Shop Profile - Fastrack Bicycles

If you happen to be in Santa Barbara, check out Fastrack Bicycles. It's a true road shop with a rich history in elite cycling and plenty of connections to some of the sports great riders. The shop is packed with all the latest road bikes that one would see winning the Tour de France. We had the opportunity to find out a little bit more about the shop and its owner Dave Lettieri.

Acura LA Bike Tour: When you opened, most shops were still in the mountain biking is the bread and butter mode, what made you take that leap of faith to a road only shop?
Dave Lettieri: I thought if I could fill a need and a particular niche, I could have a good business.

ABT: What makes Fastrack different from other shops around Southern California?
DL: I think because the shop is owner operated, and that makes a big difference. Also, not many shop owners do not have the background that I have. Also still riding and participating in local events helps keep me up to date on the newest equipment.

ABT: You have a pretty good relationship with Lance Armstrong. How did you meet Lance?
DL: I knew Lance when I managed Chevrolet/LA Sheriff. (Note: The Chevrolet/LA Sheriff Cycling Team was a domestic based pro team from 1991-1995) Then he started vacationing in Santa Barbara in late 1997 and we became friends.

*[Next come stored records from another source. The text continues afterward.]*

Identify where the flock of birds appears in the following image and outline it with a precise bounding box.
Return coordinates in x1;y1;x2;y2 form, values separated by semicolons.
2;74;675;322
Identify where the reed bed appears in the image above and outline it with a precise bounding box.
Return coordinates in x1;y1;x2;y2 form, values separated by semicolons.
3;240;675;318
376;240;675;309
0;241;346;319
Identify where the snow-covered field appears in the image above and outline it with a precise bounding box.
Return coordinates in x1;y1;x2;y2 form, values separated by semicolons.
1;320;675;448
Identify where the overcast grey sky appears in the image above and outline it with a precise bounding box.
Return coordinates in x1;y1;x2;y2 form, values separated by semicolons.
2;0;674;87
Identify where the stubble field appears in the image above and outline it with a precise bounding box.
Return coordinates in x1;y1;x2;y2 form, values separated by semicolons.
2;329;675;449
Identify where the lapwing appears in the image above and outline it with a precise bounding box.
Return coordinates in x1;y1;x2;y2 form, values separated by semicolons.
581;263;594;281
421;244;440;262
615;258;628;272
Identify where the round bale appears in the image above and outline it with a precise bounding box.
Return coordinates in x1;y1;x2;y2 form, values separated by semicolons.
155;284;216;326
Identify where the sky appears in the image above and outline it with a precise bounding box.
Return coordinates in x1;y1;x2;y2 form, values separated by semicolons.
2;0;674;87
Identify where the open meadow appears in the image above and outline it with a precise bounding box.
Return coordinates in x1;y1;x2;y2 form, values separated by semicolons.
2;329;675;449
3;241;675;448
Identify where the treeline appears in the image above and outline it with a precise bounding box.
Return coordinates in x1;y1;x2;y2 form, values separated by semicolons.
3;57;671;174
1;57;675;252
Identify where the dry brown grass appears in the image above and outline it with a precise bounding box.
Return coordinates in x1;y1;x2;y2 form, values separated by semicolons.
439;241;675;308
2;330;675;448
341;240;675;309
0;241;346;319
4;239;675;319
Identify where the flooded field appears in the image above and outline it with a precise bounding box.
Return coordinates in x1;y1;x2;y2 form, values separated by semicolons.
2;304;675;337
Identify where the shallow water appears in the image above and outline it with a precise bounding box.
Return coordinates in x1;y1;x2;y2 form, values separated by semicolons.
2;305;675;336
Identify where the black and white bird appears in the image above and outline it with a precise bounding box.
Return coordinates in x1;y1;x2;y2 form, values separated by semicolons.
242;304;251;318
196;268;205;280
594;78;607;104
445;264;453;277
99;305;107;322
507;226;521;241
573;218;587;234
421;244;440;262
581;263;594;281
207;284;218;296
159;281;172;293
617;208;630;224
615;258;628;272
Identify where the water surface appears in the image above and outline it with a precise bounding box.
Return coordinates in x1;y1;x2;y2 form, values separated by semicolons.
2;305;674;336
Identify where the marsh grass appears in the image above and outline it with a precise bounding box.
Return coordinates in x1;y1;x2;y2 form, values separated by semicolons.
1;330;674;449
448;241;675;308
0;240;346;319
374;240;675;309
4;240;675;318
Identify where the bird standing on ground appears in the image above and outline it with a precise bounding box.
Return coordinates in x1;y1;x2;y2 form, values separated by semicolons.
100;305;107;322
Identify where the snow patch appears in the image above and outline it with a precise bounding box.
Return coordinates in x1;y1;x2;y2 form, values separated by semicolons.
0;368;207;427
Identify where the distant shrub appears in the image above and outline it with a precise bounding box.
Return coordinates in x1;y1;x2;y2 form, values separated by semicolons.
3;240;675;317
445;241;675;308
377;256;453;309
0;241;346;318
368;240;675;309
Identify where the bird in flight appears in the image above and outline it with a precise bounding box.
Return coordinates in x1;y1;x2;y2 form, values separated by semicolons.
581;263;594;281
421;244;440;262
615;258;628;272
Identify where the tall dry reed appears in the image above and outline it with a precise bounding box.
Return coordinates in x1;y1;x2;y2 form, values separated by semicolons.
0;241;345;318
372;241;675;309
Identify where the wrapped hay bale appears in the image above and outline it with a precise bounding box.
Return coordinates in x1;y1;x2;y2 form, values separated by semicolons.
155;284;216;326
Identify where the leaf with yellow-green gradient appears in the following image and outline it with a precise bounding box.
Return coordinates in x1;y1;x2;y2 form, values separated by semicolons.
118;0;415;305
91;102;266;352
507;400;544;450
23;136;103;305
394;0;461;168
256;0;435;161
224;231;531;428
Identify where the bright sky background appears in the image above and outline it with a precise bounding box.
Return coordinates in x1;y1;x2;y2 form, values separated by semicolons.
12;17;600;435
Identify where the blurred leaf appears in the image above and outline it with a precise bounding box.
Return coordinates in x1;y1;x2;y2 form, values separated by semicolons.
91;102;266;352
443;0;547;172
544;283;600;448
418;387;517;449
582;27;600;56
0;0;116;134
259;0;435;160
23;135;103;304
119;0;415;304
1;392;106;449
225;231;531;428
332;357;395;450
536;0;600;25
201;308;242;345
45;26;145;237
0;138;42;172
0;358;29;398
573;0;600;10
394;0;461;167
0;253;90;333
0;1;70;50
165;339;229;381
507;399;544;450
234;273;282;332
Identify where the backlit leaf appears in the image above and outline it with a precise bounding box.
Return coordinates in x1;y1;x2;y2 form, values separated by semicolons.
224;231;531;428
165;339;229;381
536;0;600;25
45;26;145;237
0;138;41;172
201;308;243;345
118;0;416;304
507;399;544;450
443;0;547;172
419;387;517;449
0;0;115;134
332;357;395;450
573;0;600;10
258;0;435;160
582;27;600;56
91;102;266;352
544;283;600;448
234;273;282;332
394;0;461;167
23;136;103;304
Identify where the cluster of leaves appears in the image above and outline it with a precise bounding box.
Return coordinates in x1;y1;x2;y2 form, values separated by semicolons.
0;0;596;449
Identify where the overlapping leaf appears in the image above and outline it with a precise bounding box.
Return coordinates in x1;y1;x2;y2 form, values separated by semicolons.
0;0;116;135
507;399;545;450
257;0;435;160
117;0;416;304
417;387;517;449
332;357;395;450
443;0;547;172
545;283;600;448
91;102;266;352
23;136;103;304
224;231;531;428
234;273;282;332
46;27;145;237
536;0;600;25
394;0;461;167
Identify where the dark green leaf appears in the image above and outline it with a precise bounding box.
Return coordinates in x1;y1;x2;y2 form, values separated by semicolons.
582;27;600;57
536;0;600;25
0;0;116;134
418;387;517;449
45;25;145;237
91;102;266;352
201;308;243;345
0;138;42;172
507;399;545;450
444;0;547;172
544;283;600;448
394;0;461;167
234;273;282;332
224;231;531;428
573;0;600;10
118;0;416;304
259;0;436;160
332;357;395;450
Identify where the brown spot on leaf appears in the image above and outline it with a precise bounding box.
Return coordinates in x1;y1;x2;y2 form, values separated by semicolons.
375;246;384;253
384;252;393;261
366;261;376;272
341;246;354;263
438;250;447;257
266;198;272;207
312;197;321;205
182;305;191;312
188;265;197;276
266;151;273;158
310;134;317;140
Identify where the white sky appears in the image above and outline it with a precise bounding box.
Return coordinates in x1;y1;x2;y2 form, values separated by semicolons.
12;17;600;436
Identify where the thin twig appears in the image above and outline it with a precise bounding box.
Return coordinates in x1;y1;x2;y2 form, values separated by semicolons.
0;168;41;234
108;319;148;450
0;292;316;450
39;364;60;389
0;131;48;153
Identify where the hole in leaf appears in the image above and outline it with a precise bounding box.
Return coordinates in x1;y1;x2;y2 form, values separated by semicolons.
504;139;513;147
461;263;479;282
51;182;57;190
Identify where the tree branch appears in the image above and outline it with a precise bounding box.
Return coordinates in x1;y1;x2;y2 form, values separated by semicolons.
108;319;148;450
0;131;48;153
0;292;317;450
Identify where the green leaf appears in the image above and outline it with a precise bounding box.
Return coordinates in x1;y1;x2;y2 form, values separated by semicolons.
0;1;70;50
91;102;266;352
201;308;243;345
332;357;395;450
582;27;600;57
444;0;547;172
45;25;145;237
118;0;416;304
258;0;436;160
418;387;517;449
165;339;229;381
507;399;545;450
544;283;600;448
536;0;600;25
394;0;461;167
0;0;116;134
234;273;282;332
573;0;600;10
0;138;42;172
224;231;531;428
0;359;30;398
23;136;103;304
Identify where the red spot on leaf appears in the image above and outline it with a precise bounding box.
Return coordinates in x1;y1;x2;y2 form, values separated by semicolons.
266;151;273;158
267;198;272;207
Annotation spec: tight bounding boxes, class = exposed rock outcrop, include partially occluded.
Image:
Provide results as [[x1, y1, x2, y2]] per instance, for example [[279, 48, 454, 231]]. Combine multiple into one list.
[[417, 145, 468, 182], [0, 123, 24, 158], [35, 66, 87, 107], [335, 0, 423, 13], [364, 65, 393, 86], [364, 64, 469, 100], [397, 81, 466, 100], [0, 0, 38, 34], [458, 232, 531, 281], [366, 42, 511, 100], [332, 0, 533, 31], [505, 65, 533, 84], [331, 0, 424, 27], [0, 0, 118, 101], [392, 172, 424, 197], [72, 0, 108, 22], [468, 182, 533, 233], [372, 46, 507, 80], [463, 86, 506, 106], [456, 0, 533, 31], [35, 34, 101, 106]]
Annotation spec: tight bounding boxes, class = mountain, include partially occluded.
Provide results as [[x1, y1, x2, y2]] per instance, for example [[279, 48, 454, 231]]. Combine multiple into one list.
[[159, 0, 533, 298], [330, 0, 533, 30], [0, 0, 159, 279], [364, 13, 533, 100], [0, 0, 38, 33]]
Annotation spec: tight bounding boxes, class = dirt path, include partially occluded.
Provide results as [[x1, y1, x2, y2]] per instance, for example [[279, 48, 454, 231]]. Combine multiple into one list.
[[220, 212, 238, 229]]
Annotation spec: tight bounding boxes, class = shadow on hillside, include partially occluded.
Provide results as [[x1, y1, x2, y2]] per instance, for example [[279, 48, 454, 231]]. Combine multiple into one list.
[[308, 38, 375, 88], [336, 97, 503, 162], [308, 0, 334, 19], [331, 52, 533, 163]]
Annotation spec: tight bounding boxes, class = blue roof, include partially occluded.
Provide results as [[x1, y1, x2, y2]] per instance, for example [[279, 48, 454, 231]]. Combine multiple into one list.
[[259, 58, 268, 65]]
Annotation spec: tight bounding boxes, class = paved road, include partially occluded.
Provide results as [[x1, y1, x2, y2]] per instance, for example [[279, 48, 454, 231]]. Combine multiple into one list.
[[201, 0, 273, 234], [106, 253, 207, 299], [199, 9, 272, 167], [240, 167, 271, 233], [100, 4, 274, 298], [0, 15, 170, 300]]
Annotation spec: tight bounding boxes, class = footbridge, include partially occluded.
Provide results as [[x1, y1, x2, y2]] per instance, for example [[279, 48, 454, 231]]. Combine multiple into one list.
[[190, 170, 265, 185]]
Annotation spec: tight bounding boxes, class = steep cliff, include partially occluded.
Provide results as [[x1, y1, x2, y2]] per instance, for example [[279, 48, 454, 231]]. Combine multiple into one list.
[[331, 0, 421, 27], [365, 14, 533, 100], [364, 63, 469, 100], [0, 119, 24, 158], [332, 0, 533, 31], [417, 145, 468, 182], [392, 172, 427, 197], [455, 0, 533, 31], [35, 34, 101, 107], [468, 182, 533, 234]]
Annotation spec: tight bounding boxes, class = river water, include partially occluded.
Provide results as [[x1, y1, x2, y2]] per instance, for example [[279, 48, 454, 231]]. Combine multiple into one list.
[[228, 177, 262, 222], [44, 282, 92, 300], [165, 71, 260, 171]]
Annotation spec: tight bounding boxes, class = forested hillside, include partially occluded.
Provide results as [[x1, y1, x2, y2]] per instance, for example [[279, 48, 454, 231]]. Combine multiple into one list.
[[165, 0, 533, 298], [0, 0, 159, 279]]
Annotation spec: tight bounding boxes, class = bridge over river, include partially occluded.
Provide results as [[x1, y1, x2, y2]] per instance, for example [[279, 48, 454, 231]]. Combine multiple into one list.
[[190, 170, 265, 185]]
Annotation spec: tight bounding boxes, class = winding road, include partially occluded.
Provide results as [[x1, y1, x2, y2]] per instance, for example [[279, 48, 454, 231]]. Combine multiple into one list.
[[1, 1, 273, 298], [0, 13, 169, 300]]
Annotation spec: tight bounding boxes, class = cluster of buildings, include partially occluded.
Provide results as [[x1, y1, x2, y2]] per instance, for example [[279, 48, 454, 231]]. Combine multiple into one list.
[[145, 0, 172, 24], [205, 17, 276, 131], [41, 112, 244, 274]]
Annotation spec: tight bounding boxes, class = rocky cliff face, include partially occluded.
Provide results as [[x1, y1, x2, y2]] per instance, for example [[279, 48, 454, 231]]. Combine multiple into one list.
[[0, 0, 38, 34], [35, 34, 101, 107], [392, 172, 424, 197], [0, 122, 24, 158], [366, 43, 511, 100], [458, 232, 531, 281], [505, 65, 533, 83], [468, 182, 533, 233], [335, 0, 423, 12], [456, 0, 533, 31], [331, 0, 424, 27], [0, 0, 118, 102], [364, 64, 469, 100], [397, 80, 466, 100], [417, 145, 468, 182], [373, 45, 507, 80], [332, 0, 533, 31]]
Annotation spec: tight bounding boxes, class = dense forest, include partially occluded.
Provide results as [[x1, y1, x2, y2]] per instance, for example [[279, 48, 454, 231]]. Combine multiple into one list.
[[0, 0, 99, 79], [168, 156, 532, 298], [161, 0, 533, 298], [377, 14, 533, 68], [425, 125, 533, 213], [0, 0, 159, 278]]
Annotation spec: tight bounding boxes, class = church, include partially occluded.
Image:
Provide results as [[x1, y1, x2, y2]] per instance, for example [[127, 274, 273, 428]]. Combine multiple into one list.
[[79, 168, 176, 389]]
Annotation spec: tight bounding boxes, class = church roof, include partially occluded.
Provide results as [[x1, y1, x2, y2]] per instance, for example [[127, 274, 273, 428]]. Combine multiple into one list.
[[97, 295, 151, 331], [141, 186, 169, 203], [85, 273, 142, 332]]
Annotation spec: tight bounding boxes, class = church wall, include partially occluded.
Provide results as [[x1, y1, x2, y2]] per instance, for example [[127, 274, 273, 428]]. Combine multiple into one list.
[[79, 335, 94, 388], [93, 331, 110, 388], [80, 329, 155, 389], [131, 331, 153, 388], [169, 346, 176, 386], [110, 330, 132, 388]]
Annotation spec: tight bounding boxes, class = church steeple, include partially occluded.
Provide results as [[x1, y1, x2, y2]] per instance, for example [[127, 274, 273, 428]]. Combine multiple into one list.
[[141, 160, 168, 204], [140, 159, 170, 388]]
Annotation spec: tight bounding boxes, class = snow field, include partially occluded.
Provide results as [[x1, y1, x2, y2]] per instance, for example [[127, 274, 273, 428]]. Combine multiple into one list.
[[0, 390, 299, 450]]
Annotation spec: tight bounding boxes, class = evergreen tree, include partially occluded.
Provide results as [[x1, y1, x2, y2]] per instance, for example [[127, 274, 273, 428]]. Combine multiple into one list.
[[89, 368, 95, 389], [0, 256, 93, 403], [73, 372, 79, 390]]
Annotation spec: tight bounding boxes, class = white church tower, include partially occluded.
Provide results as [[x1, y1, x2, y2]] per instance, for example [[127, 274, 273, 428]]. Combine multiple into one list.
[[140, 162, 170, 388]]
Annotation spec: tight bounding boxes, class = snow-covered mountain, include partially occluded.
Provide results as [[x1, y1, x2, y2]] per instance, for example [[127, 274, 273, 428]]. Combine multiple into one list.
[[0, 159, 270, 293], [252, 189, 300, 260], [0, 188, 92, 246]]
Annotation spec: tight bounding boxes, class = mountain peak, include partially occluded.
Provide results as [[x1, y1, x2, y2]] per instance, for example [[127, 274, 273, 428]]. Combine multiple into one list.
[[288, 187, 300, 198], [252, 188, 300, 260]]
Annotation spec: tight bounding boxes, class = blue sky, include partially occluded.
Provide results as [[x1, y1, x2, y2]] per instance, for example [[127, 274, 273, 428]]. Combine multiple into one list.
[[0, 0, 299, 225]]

ABT: What does his comeback do for the sport?
DL: It’s big for the exposure that the sport gets. Every thing Lance does is reported on in the press.

ABT: Does that help with business?
DL: Absolutely, any publicity for cycling is good for the bike industry.

ABT: Has Lance changed the industry?
DL: Yes he has helped everyone from Trek to all the other bike manufacturers. He brings them into the sport. He also helps the coaching angle of the bike industry as well as the bikes.

ABT: You had a pretty successful racing career. Can you tell us how you get into riding?
DL: I did local century tours in northeastern Pennsylvania. Then started track racing in Trexlertown PA on the velodrome.

ABT: You competed in the 1998 Olympics. Tell us about your Olympic experience?
DL: That was great because everyone recognizes the Olympics. It gives a bit of credibility to anyone’s cycling career.

ABT: How do we get young people in the sport?
DL: I think with local events as well as having cycling mentors or coaches to help guide young riders.

ABT: What do you think of the swing towards bike advocacy?
DL: I think its good. If we have more bike lanes, bikeways and recognition for bikes or cycling, it’s a good thing.